Latar Belakang Masalah
Undang–undang nomor 14
tahun 2002 tentang Pengadilan Pajak merupakan suatu perangkat dan sarana hukum
yang disediakan untuk menyelesaikan adanya sengketa perpajakan antara pembayar
pajak dengan aparat pajak. Ditinjau dari struktur dan muatan pada undang-undang
tersebut terasa adanya ketidak seimbangan posisi antara para wajib pajak
pencari keadilan dengan petugas pajak dalam hal terjadinya sengketa perpajakan.
Ada tiga hal yang akan dibahas dalam tulisan ini dalam kaitannya dengan teori hukum.
Ketiga hal tersebut adalah satu dari segi bentuk formal pengadilan pajak yang
berada di bawah kewenangan hukum eksekutif, dan kedua dari segi substansi
dimana pengadilan pajak tidak mengenal upaya banding untuk memberi kesempatan
para pencari keadilan menemukan kebenaran hakiki, serta yang ketiga adalah
adanya kewajiban bagi para pencari keadilan untuk menyetor terlebih dahulu
sejumlah 50% dari nilai uang yang dipersengketakan kepada Pemerintah sementara
sengketa tersebut akan diperiksa.
Hukum yang adil adalah hukum
yang memberi ruang kepada para pencari keadilan untuk didengar dan
dipertimbangkan keberatan-keberatannya manakala hak-haknya dilanggar orang lain
atau kepadanya dibebankan suatu kewajiban melebihi yang sepatutnya diembannya.
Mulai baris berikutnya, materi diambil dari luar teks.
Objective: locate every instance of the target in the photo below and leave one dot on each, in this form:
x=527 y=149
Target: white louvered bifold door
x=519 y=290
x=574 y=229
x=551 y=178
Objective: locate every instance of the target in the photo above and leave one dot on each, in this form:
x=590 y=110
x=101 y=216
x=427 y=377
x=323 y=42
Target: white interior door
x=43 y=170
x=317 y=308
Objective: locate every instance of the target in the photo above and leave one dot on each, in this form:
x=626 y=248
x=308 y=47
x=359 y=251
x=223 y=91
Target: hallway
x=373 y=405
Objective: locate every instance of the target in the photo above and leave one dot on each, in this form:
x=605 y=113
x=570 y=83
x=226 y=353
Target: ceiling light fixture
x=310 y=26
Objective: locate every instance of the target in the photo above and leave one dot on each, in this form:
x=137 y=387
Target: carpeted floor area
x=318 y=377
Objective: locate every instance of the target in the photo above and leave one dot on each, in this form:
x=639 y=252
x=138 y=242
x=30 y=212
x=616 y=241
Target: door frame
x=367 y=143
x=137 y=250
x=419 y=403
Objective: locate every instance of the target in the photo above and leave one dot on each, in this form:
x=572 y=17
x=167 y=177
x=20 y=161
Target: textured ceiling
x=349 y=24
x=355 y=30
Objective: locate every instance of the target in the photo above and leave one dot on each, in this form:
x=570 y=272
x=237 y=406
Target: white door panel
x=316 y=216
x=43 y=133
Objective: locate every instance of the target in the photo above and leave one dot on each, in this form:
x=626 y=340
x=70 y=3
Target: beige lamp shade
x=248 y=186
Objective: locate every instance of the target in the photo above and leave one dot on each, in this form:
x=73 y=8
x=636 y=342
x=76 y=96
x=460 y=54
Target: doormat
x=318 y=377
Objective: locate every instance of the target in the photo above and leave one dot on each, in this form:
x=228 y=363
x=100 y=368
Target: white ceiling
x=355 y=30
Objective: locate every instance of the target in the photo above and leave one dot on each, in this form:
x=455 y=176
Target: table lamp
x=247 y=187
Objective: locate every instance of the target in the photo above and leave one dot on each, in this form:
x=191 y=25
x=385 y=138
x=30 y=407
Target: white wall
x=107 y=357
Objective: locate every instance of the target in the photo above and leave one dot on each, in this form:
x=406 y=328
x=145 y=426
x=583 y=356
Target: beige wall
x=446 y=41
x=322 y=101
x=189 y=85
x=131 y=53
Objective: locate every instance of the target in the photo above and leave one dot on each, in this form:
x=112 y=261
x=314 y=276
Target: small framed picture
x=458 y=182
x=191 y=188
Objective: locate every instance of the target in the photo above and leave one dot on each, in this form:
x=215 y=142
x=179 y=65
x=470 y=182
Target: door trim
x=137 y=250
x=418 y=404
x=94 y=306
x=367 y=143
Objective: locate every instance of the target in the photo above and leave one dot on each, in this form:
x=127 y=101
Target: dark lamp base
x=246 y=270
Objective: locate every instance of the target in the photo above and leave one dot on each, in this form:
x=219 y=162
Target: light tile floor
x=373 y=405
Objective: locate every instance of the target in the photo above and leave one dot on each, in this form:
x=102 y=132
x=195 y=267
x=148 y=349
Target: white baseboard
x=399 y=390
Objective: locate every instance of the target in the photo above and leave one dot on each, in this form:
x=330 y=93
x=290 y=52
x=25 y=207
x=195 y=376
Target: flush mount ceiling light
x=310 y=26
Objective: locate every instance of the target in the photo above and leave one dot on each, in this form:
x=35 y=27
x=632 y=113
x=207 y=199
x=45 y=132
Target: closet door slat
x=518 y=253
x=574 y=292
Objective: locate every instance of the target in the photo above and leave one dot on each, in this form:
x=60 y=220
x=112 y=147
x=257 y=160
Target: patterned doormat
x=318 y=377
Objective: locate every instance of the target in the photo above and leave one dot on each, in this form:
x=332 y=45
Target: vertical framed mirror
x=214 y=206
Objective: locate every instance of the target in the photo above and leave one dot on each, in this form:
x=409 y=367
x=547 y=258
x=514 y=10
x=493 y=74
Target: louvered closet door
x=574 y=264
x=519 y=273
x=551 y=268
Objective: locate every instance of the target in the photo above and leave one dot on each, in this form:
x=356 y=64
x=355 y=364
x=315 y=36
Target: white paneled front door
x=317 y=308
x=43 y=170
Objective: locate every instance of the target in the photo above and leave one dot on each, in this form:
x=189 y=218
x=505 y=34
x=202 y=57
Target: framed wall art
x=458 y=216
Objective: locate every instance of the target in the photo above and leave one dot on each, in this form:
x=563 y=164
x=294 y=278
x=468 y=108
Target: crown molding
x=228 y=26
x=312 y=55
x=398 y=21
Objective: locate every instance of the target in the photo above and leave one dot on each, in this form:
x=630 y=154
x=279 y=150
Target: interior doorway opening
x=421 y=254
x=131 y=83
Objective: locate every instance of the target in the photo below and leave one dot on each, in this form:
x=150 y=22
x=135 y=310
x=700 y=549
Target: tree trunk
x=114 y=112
Hukum yang adil adalah juga hukum yang memihak secara seimbang kepada keadilan,
dan yang dari semula dikonstruksikan memberikan kesempatan yang sama kepada
para pihak untuk mempertahankan dan membela hak-haknya.
Masyarakat akan
mentaati okum manakala hukum tersebut mencerminkan perasaan keseimbangan dan
keadilan serta merupakan sublimasi dari kesadaran hukum rakyat secara umum,
demikian antara lain yang dikenal dalam doktrin teori kedaulatan hukum.
Sengketa perpajakan
pada dasarnya adalah sengketa antara individual atau badan hukum privat dengan
birokrat okum_. Mengingat birokrat hukum_ dilengkapi dengan hukum_e hukum yang
memaksa dan hukum yang mengatur, sementara individual atau badan hukum privat
hanya berada dalam kondisi yang praktis objektif dalam posisi lebih lemah untuk
membela diri terhadap suatu beslit penetapan perpajakan, maka adalah penting
dibuka saluran-saluran pencarian keadilan bagi masyarakat. Saluran atau sarana
pencarian keadilan tersebutlah yang sesungguhnya mengembalikan posisi masyarakat
hukum ekuilibrium dan pendulum tengah, mana kala dia sebagai warga atau kawula
berhadapan dengan Pemerintah.
Negara, berdasarkan
legitimasi hukum yang diperolehnya serta melalui saluran perangkat demokrasi
yang ada, dimungkinkan untuk membuat undang-undang atau peraturan yang mengikat
kepada seluruh masyarakat untuk tetap tegaknya kekuasaan tersebut. Namun
demikian adalah penting senantiasa mencari dan merumuskan hukum, termasuk
perundang-undangan di dalamnya yang memberi nyawa sebagai perwujudan values
atau nilai-nilai yang tumbuh di masyarakat, sehingga hukum yang demikian
dikenal sebagai hukum yang hidup (the living law).
Suatu hukum yang adil
dalam pengertian yang lebih luas, dan perikatan dalam pengertian yang lebih
spesifik dan sempit hendaknya dapat mencapai keseimbangan antara kepentingan
sendiri dan kepentingan terkait dengan pihak lawan.
B.
Identifikasi Masalah
Melihat
pemaparan uraian diatas maka penyusun mengajukan beberapa permasalahan
diantaranya:
- Bagaimana tinjauan teoritis badan peradilan pajak?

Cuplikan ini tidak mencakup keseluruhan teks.